Since every sequence in this alignment has a known 3D structure, structure based comparisons can be used to estimate the distance between every CRD pair. The T-RMSD method does this analysis by comparing intra-molecular distances between pairs of ungapped positions (in the MSA). In order to insure a meaningful clustering, it may therefore be useful to remove the sequences causing large number of gap insertions. Given any alignment containing sequences with a known 3D structure and the corresponding template file, T-RMSD runs with the following command:

t_coffee -other_pg trmsd -aln crd.aln -template_file crd.template_file

This command line produces four files:
  • crd.struc_tree.list: list of trees in Newick format. Each tree is estimated for a column of the input MSA.
  • crd.struc_tree.consensus: consensus tree made by Consense [34] of the collection of trees contained in the previous file.
  • crd.struc_tree.consense_output: statistics produced by Consense when producing the consensus tree.
  • crd.struc_tree.html: color coded version of the MSA indicating the level of support given by every ungapped column to the topology reported in crd.struc_tree.consensus.

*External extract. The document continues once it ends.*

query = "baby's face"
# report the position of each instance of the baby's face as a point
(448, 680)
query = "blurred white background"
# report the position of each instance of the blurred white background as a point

The Newick format is a standard tree format that can be visualized with online phylogenetic tools such as PhyloWidget [35] (Figure 7). On this clustering the numbers indicate the level of support for each corresponding node. This value is the equivalent of a bootstrap and corresponds to the fraction of ungapped columns effectively supporting a split. As shown on Figure 7, this structure based clustering is very consistent with the functional classification of these receptors and recapitulates most of the know functions associated with the CRD domain.